Michigan Supreme Court Justice Potter, delivering the opinion of the Court in the case of People v Hagadorn, stated: "The right of search and seizure did not exist at early common law, but crept into the law by imperceptible practice." Mr. Justice Joseph Bradley, in an opinion of the Supreme Court of the United States, declared: "It may be that it is the obnoxious thing in its mildest and least repulsive form; but illegitimate and unconstitutional practices get their first footing in that way, namely, by silent approaches and slight deviations from legal modes of procedure. This can only be obviated by adhering to the rule that constitutional provisions for the security of person and property should be liberally construed. A close and literal construction deprives them of half their efficacy, and leads to gradual depreciation of the right, as if it consisted more in sound than in substance. It is the duty of courts to be watchful for the constitutional rights of the citizen, and against any stealthy encroachments thereon."
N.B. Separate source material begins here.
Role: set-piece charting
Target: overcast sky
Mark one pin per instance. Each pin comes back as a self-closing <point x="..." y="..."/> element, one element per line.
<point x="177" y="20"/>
It is axiomatic that the innocent should not be punished. The Supreme Court of the United States, in upholding this seizure and forfeiture without compensation to an innocent co-owner, used, as an example of the power of seizure and sale under forfeiture laws, the Admiralty and Maritime laws of seizure and forfeiture of a sea-going vessel and its contraband. I had often found humor in the pleadings of some that the United States government, and State government, was directing its inland operations in Admiralty; and that the fringe on the flag in the United States courts, and many of the State courts, indicated that it was an Admiralty flag. Although the fringe on the flag of the United States does indicate Admiralty, and the federal courts do have Admiralty Jurisdiction over matters in Admiralty, I had always scoffed at the idea that the US government, or the State, would bring the Admiralty jurisdiction inland; until now.
Bringing Admiralty Jurisdiction inland was one of the complaints of the colonists against the British, who used the Writs of Assistance as a pretense for their right of Search and Seizure. The States Militia are growing stronger; and considering opinions like the latest from the Supreme Court, their presence is becoming a self-fulfilling prophecy. Alexander Hamilton declared, in the Federalist No. 28: "If the representatives of the people betray their constituents, there is then no resource left but in the exertion of that original right of self-defense which is paramount to all positive forms of government..." This is why we have Article Two of the Bill of Rights.